Nieder-Ramstadt (Mühltal)

Nieder-Ramstadt ist der Verwaltungssitz der Gemeinde Mühltal und liegt im Granitgebiet des Geo-Naturparks Bergstraße-Odenwald. Durch Nieder-Ramstadt fließt die Modau. Zwischen Nieder-Ramstadt und Trautheim fließt der Stettbach.

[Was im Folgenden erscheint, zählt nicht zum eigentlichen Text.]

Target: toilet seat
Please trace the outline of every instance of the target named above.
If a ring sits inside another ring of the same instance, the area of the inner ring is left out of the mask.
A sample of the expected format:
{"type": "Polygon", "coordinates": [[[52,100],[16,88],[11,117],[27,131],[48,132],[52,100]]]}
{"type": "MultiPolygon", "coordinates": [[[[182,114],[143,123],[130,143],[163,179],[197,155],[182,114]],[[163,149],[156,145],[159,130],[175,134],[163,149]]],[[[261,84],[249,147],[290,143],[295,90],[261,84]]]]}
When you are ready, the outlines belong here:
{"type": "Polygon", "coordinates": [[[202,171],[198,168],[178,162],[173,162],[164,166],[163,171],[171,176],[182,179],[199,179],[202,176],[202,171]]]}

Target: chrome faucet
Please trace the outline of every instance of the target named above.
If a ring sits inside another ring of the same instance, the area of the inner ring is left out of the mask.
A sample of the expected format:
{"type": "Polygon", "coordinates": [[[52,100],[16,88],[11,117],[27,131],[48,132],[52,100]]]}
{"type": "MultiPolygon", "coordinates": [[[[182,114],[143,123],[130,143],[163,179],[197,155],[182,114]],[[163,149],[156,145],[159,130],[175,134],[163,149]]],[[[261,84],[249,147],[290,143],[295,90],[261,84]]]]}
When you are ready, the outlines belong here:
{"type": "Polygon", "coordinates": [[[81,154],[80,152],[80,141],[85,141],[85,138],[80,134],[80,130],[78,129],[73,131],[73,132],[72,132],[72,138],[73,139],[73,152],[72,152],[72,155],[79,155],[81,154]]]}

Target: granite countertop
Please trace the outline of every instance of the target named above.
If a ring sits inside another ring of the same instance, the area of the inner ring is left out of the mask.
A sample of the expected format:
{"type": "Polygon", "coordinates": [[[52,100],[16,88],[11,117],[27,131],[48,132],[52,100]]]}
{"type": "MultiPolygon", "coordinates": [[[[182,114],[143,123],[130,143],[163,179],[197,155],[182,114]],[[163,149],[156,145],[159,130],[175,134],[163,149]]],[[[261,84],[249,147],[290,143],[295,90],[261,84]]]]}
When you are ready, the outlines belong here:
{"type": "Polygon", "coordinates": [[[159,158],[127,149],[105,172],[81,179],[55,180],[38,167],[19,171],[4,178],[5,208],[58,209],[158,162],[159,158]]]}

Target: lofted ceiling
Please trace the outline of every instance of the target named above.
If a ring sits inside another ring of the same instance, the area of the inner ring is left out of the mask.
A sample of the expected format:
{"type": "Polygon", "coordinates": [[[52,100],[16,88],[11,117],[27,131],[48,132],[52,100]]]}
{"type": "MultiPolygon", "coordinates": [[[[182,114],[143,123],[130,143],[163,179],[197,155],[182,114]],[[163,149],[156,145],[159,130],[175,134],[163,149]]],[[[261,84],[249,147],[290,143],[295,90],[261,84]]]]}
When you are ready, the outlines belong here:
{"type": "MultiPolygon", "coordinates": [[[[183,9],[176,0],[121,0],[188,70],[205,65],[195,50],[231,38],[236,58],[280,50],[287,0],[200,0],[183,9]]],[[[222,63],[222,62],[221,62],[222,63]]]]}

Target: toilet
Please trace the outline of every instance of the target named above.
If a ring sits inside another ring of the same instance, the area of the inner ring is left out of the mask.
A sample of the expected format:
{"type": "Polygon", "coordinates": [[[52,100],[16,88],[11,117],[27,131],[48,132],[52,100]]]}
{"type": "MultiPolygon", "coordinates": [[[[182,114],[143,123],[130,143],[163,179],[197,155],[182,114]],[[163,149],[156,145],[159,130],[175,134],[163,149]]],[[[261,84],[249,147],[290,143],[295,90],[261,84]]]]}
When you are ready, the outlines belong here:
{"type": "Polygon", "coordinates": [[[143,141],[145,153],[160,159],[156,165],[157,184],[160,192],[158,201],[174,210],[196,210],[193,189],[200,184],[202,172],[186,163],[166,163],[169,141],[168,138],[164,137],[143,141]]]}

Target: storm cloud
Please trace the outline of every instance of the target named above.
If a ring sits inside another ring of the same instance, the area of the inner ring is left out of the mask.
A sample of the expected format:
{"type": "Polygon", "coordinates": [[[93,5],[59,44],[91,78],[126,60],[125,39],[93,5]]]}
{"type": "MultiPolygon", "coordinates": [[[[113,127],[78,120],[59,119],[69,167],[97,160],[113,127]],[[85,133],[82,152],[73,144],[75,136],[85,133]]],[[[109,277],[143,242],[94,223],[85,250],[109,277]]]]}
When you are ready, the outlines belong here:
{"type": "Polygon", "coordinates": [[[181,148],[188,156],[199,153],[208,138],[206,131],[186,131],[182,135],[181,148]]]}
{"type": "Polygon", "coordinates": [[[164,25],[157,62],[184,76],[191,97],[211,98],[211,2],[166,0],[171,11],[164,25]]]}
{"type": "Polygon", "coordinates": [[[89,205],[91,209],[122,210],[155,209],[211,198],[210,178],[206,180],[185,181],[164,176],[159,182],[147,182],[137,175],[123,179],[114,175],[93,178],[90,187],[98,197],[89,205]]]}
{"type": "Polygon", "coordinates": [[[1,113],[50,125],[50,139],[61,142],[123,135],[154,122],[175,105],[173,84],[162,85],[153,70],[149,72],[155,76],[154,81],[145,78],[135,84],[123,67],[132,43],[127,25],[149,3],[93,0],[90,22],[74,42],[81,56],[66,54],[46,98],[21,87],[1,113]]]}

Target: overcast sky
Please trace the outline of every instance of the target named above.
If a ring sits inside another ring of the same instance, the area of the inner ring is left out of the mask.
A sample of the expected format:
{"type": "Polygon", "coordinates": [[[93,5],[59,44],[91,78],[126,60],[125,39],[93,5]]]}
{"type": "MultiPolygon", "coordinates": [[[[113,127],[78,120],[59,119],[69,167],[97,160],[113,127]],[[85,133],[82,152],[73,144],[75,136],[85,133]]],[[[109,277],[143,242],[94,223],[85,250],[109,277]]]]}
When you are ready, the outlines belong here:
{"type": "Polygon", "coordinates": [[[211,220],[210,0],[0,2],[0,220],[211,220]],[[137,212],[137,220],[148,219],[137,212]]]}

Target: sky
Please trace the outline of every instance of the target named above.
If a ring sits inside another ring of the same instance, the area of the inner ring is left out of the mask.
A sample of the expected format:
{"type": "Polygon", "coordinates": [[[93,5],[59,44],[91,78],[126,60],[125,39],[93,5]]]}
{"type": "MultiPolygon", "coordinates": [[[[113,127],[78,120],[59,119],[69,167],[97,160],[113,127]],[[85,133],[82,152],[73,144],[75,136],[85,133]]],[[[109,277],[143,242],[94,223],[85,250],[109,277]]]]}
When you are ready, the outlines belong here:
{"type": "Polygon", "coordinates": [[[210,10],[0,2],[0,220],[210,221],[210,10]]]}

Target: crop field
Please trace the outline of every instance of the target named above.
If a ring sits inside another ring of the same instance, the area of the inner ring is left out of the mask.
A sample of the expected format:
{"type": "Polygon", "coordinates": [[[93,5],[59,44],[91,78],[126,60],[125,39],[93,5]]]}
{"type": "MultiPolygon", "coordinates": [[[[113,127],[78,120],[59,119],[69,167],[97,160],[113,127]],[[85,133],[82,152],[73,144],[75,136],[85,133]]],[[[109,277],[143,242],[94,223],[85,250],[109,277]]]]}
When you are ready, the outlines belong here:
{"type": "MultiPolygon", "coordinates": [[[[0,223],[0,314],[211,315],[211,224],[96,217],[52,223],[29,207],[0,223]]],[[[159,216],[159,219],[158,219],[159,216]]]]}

Hier sind auch ein Steinbruch und das Steinbruch-Theater nahe der B 449.

Der Wingertsberg-Steinbruch mit seinem bis zu 40m tiefen Kratersee wird von einem Verein gepflegt und geschützt. Der seit einigen Jahrzehnten stillgelegte Steinbruch ist Natura-2000-Schutzgebiet. Wer beim Steinbruch-Theater eine Freilichtbühne erwartet, muss korrigiert werden. Das Theater ist ein Musikclub – früher sagte man dazu Disco. Der Steinbruch wurde 1886 eröffnet, um beispielsweise Granit abzubauen. Es gab auch ein Bähnchen zum Bahnhof. Die Industriebahn fuhr 1957 das letzte Mal und der Steinbruch schloss 1974.

Insgesamt leben rund 13.800 Menschen in der Gemeinde Mühltal und die haben tatsächlich 10 religiöse Gemeinschaften. Traditionell protestantische sowie katholische Kirchen, des Weiteren Baptisten und auch eine Bahai-Gemeinde findet sich in Mühltal. Die evangelische Kirche in Nieder-Ramstadt steht auf dem Areal eines einstigen Friedhofs und auf einer Anhöhe des historischen Ortskerns. Die Kirche wurde erstmalig 1324 urkundlich genannt und aus dieser Zeit soll auch der untere Teil des Turms sein.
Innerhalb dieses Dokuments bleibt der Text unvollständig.